Hilan Warshaw (1977) |
Après la mort de
Richard, sa fille Cosima et surtout sa belle-fille Winifred (un
monstre en jupon) l'épouse de Siegfried, le fils de Richard, transformeront Bayreuth au fil des ans en l'un des pires bastions nazis…
Ce qui a mis exagérément en avant ce trait dérangeant de la pensée
wagnérienne, on ne peut le nier. Dérangeant mais ambiguë,
Wagner
côtoyait nombre de juifs, à la fois musiciens et amis… le pianiste
Carl Tausig, le maestro
Hermann Levi
qui dirigea la première de
Parsifal,
Angelo Neumann, qui fit la promotion des opéras du maître dans toute l'Europe et le
pianiste
Joseph Rubinstein.
Les artistes et créateurs ne choisissent pas leur public, hélas. On
parle actuellement de supprimer les noms de
Richard
Strauss
des rues et places en Bavière qui portent son nom.
Richard
Strauss
âgé à l'époque de la seconde guerre et qui fut congédié en 1935 de
ses fonctions de président de la
Reichsmusikkammer, car insuffisamment
impliqué dans l'idéologie nazie au dire des dirigeants. Autre controverse :
faire de même à Vienne pour
Herbert von Karajan
qui, certes avait adhéré au parti par carriérisme pour pouvoir
exercer sa passion. Il sera détesté par Hitler suite à un
"loupé" dans
les maîtres chanteurs
en 1939, Hitler donnera cet ordre à Winifred Wagner :
"Moi vivant, Herr von Karajan ne dirigera jamais à Bayreuth" et, en 1945, le maestro devait fuir une possible arrestation…

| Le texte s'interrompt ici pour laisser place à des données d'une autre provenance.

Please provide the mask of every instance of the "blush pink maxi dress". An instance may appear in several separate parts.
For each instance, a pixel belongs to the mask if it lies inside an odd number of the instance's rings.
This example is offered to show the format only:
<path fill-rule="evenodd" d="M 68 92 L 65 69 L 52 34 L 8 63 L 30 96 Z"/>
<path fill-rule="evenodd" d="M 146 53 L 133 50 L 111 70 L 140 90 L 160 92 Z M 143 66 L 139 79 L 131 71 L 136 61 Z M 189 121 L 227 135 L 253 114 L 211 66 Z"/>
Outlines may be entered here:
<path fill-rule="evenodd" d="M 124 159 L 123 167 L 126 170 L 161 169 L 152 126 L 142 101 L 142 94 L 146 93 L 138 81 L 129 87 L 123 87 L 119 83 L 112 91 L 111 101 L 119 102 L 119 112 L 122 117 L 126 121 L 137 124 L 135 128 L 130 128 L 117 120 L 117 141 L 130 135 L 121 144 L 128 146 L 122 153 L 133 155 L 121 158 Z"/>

Cette tentative d'une génération polémiste de réécrire un passé douloureux
voire honteux en effaçant jusqu'à l'existence des personnalités artistiques
en retrait face au régime maudit de leur patrie est grotesque. On ne
reproche aucunement à cette jeunesse l'ignominie de certains de leurs aînés.
Les noms de Himmler, Goebbels, Goering resteront
associés à jamais à l'indicible, sauf à caviarder les livres d'histoire, on
ne s'en prive pas outre-Rhin. Celui de
Wagner
sera, lui, en priorité, associé à deux des plus beaux drames d'amour et de
mysticisme de l'art Lyrique :
Tristan & Isolde
et
Parsifal.
Tu vois Sonia, on en arrive toujours à déplorer les ravages de l'inculture
et des débats superficiels. La musique adoucit les mœurs, alors écoutons là.
- Pourquoi cette mise au point sur un ton mesuré et nourrie
d'informations contrôlées au moins dix fois te connaissant…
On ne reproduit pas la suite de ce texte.